Trump Presses NATO
At a Cabinet meeting on Wednesday, President Trump renewed his complaint that NATO would not help secure the Strait of Hormuz, the narrow waterway tied to a huge share of global oil and shipping traffic. According to the remarks, he had asked NATO and some Asian partners for help, but they turned him down and instead urged the United States to wind down the conflict. Trump said that response proved a point he has made for years: the alliance is quick to ask for American muscle, but slower than a federal form queue to show up when the work starts. “We don’t need them,” he said, while also arguing that they should have been there anyway.
“Paper Tiger” Politics
Trump used the same phrase again, calling NATO a “paper tiger,” and he also labeled its members “cowards” in comments last Friday. On Thursday, he told reporters that NATO countries will come to the United States’ rescue, but not the other way around. He said he would remember their refusal later, which is political code for “this will be filed under future irritation.” In Washington, that file is always thick, always dusty, and somehow never misplaced when it is time for a new speech.
Help After the Fire
Trump also brushed aside new offers from NATO and the United Kingdom to send support after the fighting ends. He said that was not the point, since the help he wanted was for the start of the crisis, not the cleanup crew after the cameras leave. He mocked Britain’s carrier offer by saying it would come too late, and he waved it off with, “Don’t bother.” The message was simple enough: a promise to help once the problem is over is not the same as helping when it is costly. That lesson tends to surprise international committees, which spend a lot of time issuing statements and very little time risking anything.

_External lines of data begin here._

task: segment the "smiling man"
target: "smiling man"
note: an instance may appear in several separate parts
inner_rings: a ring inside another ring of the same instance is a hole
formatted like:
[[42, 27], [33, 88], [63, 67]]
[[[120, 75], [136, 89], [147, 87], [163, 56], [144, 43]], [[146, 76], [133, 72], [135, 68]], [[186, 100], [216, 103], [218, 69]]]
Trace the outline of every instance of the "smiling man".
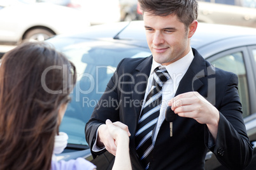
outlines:
[[[104, 123], [109, 119], [131, 133], [134, 169], [204, 169], [208, 149], [227, 168], [244, 169], [253, 150], [238, 77], [215, 68], [190, 47], [197, 1], [138, 1], [152, 55], [119, 63], [101, 100], [110, 98], [120, 105], [96, 107], [86, 125], [93, 155], [106, 150], [115, 155], [115, 141]], [[171, 124], [165, 119], [168, 107], [167, 114], [178, 115]]]

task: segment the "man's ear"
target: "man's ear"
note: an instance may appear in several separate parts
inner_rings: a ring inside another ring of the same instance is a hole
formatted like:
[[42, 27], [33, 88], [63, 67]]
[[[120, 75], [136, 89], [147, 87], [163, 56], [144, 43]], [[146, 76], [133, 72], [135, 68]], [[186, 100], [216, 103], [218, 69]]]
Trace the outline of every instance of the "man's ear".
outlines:
[[197, 20], [194, 20], [188, 26], [188, 38], [191, 38], [195, 34], [196, 29], [197, 28], [198, 22]]

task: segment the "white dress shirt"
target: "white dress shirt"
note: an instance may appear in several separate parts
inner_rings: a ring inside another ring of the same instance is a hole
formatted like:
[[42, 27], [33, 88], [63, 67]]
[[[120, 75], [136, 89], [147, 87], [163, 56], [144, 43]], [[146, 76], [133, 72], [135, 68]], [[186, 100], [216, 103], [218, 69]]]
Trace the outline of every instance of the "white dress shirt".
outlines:
[[[155, 145], [155, 140], [157, 136], [157, 134], [159, 131], [160, 127], [161, 126], [162, 123], [164, 122], [165, 119], [165, 112], [168, 106], [168, 101], [174, 96], [176, 91], [179, 86], [180, 82], [181, 80], [182, 77], [186, 73], [187, 70], [188, 69], [188, 67], [190, 65], [192, 61], [194, 59], [194, 55], [190, 48], [190, 50], [188, 53], [180, 59], [179, 60], [171, 63], [168, 65], [162, 65], [160, 63], [157, 63], [153, 59], [152, 62], [152, 65], [151, 67], [150, 74], [148, 77], [148, 84], [146, 86], [145, 95], [144, 96], [144, 101], [146, 100], [146, 98], [148, 96], [148, 94], [150, 92], [152, 81], [153, 79], [153, 72], [155, 68], [158, 67], [166, 67], [167, 70], [169, 74], [171, 76], [171, 79], [167, 80], [166, 83], [164, 83], [162, 86], [162, 105], [160, 108], [160, 114], [157, 123], [157, 127], [155, 129], [155, 131], [154, 133], [154, 136], [153, 136], [153, 145]], [[144, 103], [143, 104], [143, 107], [141, 107], [141, 110], [143, 108]], [[99, 152], [103, 150], [104, 148], [99, 148], [97, 146], [97, 131], [96, 134], [96, 140], [92, 147], [92, 151], [94, 152]]]

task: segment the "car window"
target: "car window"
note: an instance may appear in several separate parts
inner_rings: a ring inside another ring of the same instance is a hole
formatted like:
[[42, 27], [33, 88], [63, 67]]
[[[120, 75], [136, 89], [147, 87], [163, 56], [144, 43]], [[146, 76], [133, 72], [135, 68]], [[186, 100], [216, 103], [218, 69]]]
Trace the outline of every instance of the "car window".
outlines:
[[255, 61], [256, 63], [256, 49], [252, 50], [252, 53], [253, 55], [254, 61]]
[[256, 0], [242, 0], [243, 6], [256, 8]]
[[247, 76], [242, 52], [225, 55], [211, 62], [216, 67], [235, 73], [238, 76], [238, 93], [243, 105], [243, 117], [249, 115], [249, 94]]
[[234, 5], [234, 0], [215, 0], [215, 3]]

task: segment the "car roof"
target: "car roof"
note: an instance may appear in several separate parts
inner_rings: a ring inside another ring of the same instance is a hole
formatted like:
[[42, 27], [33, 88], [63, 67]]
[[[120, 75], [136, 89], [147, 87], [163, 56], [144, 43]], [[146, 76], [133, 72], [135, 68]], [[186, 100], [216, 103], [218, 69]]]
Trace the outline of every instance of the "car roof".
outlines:
[[[64, 37], [118, 41], [120, 43], [148, 48], [143, 21], [121, 22], [94, 25], [84, 32]], [[191, 46], [200, 51], [200, 49], [209, 46], [210, 44], [227, 41], [225, 43], [227, 48], [228, 46], [252, 44], [253, 42], [256, 44], [255, 38], [256, 29], [199, 23], [197, 30], [191, 39]], [[232, 39], [232, 43], [230, 43], [230, 39]]]

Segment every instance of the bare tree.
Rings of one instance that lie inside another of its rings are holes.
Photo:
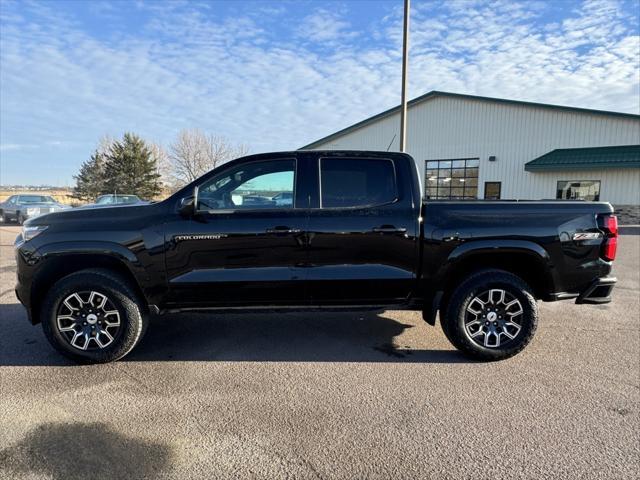
[[[182,130],[169,146],[169,163],[174,186],[189,183],[234,158],[246,155],[245,145],[233,145],[225,137],[202,130]]]

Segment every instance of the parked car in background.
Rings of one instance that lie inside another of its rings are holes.
[[[49,195],[12,195],[0,203],[0,223],[9,221],[22,225],[28,218],[71,208],[56,202]]]
[[[119,193],[113,193],[108,195],[100,195],[96,198],[95,203],[89,203],[83,205],[82,208],[97,208],[97,207],[116,207],[119,205],[146,205],[149,202],[142,200],[137,195],[124,195]]]

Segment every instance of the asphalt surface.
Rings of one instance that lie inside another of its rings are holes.
[[[498,363],[383,312],[158,317],[83,367],[27,323],[0,226],[0,478],[638,478],[638,230],[613,303],[541,304]]]

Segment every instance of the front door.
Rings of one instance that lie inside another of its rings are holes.
[[[296,158],[261,157],[199,186],[193,218],[166,225],[170,303],[305,303],[308,195],[298,195],[296,172]]]
[[[410,158],[327,153],[315,161],[317,187],[308,228],[310,302],[406,302],[415,288],[419,234]]]

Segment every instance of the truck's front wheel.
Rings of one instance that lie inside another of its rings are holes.
[[[479,360],[501,360],[529,344],[538,307],[520,277],[484,270],[455,289],[443,317],[442,328],[456,348]]]
[[[79,363],[106,363],[140,341],[146,316],[128,282],[108,270],[82,270],[56,282],[41,310],[53,347]]]

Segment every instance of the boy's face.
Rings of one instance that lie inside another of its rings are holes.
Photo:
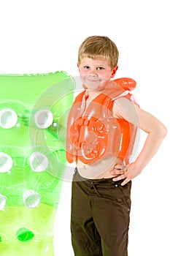
[[[104,59],[83,58],[81,64],[77,64],[82,82],[90,90],[102,90],[108,80],[112,78],[118,68],[111,69]]]

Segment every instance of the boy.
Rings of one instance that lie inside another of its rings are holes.
[[[166,135],[160,121],[112,81],[118,55],[117,46],[107,37],[89,37],[79,49],[77,67],[85,90],[71,109],[66,143],[67,160],[77,165],[71,216],[76,256],[128,255],[131,180],[141,173]],[[137,128],[147,137],[131,162]]]

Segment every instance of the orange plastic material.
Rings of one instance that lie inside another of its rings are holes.
[[[85,108],[86,90],[75,99],[68,118],[66,158],[69,162],[79,159],[90,164],[107,155],[120,157],[125,162],[132,154],[137,128],[112,113],[114,99],[126,97],[136,87],[136,82],[128,78],[110,81],[104,92]]]

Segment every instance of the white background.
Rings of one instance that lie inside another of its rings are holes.
[[[80,43],[90,35],[106,35],[120,51],[115,78],[135,79],[141,107],[169,129],[169,4],[168,0],[1,0],[0,73],[64,70],[77,76]],[[168,135],[133,181],[129,256],[170,255],[169,147]],[[74,255],[70,197],[71,182],[63,181],[55,225],[57,256]]]

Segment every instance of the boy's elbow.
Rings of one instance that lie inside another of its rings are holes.
[[[168,132],[167,128],[163,124],[162,124],[161,127],[161,134],[162,135],[163,139],[166,138],[167,132]]]

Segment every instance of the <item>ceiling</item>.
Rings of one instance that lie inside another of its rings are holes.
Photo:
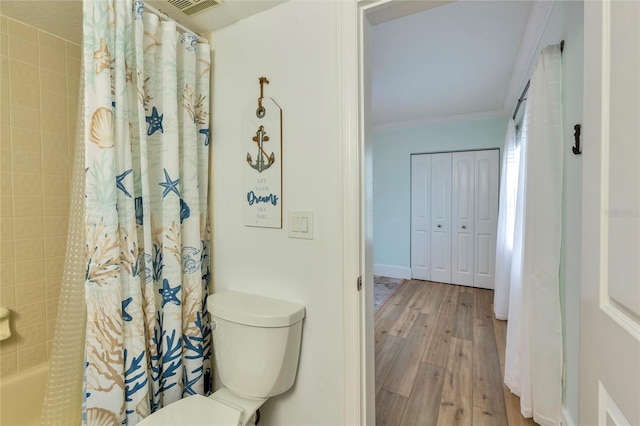
[[[544,27],[540,3],[463,0],[374,16],[373,126],[511,115]]]
[[[277,6],[285,0],[223,0],[188,17],[165,0],[147,0],[193,31],[206,33]],[[82,0],[1,0],[0,13],[75,43],[82,43]]]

What Trump Says Comes Next
Trump said the United States would keep doing what it has been doing toward Iran and insisted that no one is a match for the U.S. military. He described the NATO dispute as a test that the alliance failed and told members to remember his words in the months ahead. The larger fight here is not only about the Strait of Hormuz. It is also about who expects America to do the heavy lifting and who still thinks a press release counts as solidarity. In that game, NATO has a deep bench of slogans. The scoreboard, however, is less impressed.